Complex class, day 1
We're studying three key questions: (1) how do interactions give rise to patterns of complex behavior; (2) how do we describe complex systems; and (3) how do complex systems arise through evolution. Our instructor, Yaneer Bar-Yam, is unafraid of building models in Excel spreadsheets on the fly in public. (He should really use RuntimeRevolution.) We had foxes eating sheep, droplets absorbing other droplets, lots of pixillating pointilism.
One simple point that I enjoyed today: all of statistics is based on bell curves and non-interacting elements. That's just not how the world works. Parts do interact. There was a good story from a participant about being told in a research project about the behavior of college students that he/she was not allowed to assume that the students could talk to another. Nope– that would invalidate all the assumptions under which the research grant had been obtained.

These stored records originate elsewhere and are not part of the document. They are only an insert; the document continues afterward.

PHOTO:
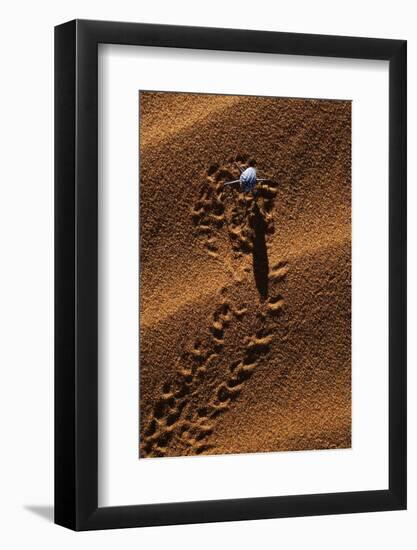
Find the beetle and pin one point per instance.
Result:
(247, 179)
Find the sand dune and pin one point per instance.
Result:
(245, 303)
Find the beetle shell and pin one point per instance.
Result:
(248, 179)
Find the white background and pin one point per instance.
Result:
(26, 399)
(123, 479)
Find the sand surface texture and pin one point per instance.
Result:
(245, 302)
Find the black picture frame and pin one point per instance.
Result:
(76, 272)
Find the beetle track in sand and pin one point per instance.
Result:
(174, 418)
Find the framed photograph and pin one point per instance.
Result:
(230, 252)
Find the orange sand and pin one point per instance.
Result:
(245, 305)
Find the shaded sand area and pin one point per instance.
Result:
(245, 303)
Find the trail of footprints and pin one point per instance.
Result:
(177, 426)
(180, 424)
(218, 206)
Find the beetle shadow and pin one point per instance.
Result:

I also love fractals. I'm not sure where that will get me in life, but they're great. Same with neural networks and the strengthening/weakening of synapses.
There's a lot of modeling going on in this course. From my perspective, models are just fine as projects. But they don't really help at all with hard questions. Take policy debates. No one will ever be explicit about what their interests are or how much they care. So you'll never be able to say: here's a model of how things may work out given everyone's desires. All your assumptions are infinitely attackable.
And models are based on rules being applied to helpless colored squares, as far as I can tell. My question today was: why can't the elements make rules for themselves, based on what they're learning? No answer yet.